In a somewhat bizarre and deranged political extravaganza at the White House yesterday, US President Donald Trump signed a supposed “phase one” trade agreement with China, claiming it to be “the biggest deal there is anywhere in the world, by far.” Clearly, Trump was desperate to proclaim some kind of “victory” in the US economic war against China.

For almost an hour, Trump rambled through a long list of congratulations aimed at his closest advisers, cabinet members and dozens of the business leaders gathered at his feet. The assembly included the CEOs of some of the world’s biggest financial, industrial and technology companies, such as News Ltd, Boeing, Honeywell, Citibank, UPS, AIG, JPMorgan Chase, Dow Chemical and ConocoPhillips, Blackstone and Citadel, a prominent hedge fund.

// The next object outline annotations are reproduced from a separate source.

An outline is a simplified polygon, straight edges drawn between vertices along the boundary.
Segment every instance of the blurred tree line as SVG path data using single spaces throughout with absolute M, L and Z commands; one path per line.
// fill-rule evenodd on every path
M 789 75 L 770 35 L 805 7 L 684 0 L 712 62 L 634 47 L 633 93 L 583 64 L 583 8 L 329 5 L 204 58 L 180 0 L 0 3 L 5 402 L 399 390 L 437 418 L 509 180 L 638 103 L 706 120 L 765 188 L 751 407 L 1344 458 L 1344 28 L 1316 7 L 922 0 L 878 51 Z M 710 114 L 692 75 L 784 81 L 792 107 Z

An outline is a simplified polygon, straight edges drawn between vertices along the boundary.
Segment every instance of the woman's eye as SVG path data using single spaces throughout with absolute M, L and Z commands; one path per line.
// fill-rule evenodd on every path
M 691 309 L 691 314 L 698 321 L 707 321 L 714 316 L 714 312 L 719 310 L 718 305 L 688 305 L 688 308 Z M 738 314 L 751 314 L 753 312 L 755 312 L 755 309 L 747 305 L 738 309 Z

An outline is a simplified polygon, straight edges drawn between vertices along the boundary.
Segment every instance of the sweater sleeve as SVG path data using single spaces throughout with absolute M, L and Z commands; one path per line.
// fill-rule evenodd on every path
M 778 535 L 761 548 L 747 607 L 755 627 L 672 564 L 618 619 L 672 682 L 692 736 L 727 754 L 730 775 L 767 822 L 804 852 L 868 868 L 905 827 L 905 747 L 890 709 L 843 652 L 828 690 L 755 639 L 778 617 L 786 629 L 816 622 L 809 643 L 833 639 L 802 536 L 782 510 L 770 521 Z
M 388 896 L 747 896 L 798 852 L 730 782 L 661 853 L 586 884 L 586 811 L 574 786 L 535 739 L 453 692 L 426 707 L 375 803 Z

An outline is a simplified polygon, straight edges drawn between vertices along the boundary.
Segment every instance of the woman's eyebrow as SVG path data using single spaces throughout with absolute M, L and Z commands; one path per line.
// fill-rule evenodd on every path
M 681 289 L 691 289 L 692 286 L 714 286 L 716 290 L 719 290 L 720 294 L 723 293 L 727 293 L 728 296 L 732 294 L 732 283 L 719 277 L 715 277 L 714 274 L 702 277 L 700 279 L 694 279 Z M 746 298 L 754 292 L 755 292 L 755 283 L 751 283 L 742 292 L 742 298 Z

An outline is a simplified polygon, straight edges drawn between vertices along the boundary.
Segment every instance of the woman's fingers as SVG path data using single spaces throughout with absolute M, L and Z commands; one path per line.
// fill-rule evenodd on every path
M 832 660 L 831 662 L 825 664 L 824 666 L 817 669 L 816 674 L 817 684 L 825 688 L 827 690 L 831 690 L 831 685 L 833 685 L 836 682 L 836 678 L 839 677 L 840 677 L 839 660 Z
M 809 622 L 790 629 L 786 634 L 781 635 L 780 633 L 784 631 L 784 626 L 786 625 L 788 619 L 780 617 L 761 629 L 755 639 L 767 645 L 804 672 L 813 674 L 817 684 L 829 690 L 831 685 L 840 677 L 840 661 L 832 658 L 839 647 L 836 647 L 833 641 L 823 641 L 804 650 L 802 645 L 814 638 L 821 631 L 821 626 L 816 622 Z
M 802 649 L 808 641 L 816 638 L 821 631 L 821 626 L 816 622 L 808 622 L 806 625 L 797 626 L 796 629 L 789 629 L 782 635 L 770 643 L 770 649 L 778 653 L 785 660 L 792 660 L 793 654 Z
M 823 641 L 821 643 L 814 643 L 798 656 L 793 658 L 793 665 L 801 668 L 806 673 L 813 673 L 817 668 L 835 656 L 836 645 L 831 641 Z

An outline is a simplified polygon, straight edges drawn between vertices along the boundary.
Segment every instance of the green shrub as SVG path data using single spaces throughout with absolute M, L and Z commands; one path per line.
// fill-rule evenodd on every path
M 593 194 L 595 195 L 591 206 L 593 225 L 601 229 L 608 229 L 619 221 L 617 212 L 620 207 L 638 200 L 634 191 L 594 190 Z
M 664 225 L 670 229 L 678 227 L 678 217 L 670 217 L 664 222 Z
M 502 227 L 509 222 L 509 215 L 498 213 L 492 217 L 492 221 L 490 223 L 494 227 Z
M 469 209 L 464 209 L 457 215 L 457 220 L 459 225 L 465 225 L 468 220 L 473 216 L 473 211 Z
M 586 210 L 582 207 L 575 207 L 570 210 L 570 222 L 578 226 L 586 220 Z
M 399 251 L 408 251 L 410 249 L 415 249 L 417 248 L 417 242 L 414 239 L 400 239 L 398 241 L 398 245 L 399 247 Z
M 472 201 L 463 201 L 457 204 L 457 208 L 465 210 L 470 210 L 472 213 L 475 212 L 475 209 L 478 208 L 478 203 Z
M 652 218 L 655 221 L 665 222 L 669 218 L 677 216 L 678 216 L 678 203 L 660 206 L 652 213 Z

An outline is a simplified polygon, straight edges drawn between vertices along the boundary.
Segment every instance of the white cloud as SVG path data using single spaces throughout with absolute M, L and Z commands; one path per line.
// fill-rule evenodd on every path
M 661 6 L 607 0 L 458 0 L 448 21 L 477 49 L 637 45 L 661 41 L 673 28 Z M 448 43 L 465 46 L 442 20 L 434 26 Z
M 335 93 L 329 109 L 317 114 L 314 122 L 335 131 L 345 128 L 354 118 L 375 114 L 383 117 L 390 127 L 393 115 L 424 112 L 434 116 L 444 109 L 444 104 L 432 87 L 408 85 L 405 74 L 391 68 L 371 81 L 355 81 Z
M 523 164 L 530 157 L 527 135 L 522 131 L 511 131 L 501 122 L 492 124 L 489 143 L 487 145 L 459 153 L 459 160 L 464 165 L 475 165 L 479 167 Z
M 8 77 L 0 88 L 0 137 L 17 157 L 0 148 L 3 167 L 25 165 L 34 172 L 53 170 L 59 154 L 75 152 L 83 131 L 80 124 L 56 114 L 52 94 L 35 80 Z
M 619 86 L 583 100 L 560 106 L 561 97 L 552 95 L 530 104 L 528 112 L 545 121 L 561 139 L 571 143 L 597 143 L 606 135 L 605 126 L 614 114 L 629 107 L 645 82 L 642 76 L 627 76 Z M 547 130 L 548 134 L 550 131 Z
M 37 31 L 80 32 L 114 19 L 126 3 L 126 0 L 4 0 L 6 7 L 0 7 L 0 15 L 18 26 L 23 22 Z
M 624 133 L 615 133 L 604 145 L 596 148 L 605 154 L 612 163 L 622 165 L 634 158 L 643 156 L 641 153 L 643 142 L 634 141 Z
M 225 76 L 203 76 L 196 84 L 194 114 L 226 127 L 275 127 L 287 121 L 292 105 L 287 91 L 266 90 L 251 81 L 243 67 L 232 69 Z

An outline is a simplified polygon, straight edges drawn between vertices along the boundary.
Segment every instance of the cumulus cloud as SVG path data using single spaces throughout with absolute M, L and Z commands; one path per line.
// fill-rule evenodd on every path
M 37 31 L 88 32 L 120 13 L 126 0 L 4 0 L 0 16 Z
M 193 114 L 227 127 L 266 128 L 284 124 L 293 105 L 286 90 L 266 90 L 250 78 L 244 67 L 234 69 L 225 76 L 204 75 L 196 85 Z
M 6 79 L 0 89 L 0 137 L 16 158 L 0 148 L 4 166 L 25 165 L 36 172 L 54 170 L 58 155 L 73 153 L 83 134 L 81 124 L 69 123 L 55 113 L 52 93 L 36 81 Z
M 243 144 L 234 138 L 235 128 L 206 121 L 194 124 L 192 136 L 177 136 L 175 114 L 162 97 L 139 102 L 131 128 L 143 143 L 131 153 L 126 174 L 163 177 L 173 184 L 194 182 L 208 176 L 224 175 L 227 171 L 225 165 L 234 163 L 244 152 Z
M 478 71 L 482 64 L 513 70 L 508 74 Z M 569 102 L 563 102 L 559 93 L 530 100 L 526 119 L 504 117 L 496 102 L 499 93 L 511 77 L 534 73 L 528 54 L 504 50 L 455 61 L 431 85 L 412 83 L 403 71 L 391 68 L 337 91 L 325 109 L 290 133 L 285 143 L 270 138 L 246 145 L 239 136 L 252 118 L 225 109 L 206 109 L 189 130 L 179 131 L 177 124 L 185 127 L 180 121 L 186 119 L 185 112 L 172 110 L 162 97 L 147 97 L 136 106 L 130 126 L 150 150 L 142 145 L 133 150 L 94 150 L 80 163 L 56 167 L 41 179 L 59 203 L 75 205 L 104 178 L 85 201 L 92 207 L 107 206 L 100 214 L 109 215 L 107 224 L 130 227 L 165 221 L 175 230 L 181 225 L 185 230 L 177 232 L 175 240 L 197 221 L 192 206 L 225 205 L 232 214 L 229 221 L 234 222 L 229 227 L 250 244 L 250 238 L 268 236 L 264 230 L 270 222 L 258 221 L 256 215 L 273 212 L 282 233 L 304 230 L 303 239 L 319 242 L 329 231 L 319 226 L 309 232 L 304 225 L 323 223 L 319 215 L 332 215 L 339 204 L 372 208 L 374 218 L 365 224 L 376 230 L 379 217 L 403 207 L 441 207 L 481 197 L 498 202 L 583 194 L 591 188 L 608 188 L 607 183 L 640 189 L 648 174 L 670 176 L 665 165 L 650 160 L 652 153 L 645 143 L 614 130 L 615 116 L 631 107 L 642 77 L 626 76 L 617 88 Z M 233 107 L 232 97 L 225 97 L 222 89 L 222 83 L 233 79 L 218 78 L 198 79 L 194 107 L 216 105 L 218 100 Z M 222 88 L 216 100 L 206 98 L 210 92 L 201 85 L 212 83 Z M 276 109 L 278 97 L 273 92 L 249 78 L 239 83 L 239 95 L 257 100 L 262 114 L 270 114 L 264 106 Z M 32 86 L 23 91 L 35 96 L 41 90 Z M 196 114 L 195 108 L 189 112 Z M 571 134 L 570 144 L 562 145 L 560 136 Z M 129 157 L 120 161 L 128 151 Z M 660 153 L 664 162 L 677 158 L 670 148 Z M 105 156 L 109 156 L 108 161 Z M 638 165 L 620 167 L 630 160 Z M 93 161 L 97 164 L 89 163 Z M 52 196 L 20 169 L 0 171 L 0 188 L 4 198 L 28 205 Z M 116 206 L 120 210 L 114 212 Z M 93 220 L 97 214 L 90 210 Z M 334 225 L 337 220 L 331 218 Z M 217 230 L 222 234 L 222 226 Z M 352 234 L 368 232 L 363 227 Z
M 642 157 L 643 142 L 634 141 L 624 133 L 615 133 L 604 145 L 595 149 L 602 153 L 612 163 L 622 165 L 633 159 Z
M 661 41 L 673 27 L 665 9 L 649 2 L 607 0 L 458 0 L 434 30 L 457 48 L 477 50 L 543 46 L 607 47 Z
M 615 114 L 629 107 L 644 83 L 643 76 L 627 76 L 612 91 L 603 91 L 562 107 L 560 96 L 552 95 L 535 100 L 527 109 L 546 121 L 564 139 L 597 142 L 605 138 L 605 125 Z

“Most of you, I can say, you’re doing fantastically well,” Trump told the business leaders. “Thank you Mr President,” he said, as if on their behalf. He nervously noted that while the confrontation with China had triggered stock market falls—more than $US1 trillion in one day in August—since his arrival in the White House there had been “141 days where we had all-time” highs.

For all the bombast, the interim deal—arrived at after two years of aggressive “America First” trade-war measures against China, disrupting and reducing global trade, triggering financial market meltdowns and fuelling a worldwide slump—resolves none of the fundamental issues at stake.

Not only does it leave most of the punitive US tariffs and Chinese counter-tariffs in place. It does not address the core demands issued by Washington, which have been for the wholesale restructuring of the Chinese economy to prevent it from overtaking that of the US, particularly in high-tech industries. This underlying offensive has been set aside, for now, for a so-called phase two deal, for which no timetable has yet been set.

Trump said he would remove tariffs on more than $US300 billion of Chinese goods only “if we do phase two.” He added: “Otherwise we have no cards to negotiate with.” While expressed in the gangster language of a billionaire speculator, this epitomises the drive by the US ruling elite to escalate the confrontation with China in order to shore up the global supremacy that it secured by victory in World War II.

As China’s delegation, led by Vice Premier Liu He, stood in stony-faced silence, America’s TV networks gradually tired of the spectacle, switching their coverage away to moves in the House of Representatives to send articles of impeachment to the Senate.

After nearly an hour, the Chinese vice premier was invited to read out a message from President Xi Jinping, in which he applauded the negotiations. “It also shows that our two countries have the ability to act on ... equality and mutual respect,” Xi’s letter stated. To make “even greater progress,” Xi wrote, “I hope the US side will treat fairly Chinese companies and their regular trade and investment activities.”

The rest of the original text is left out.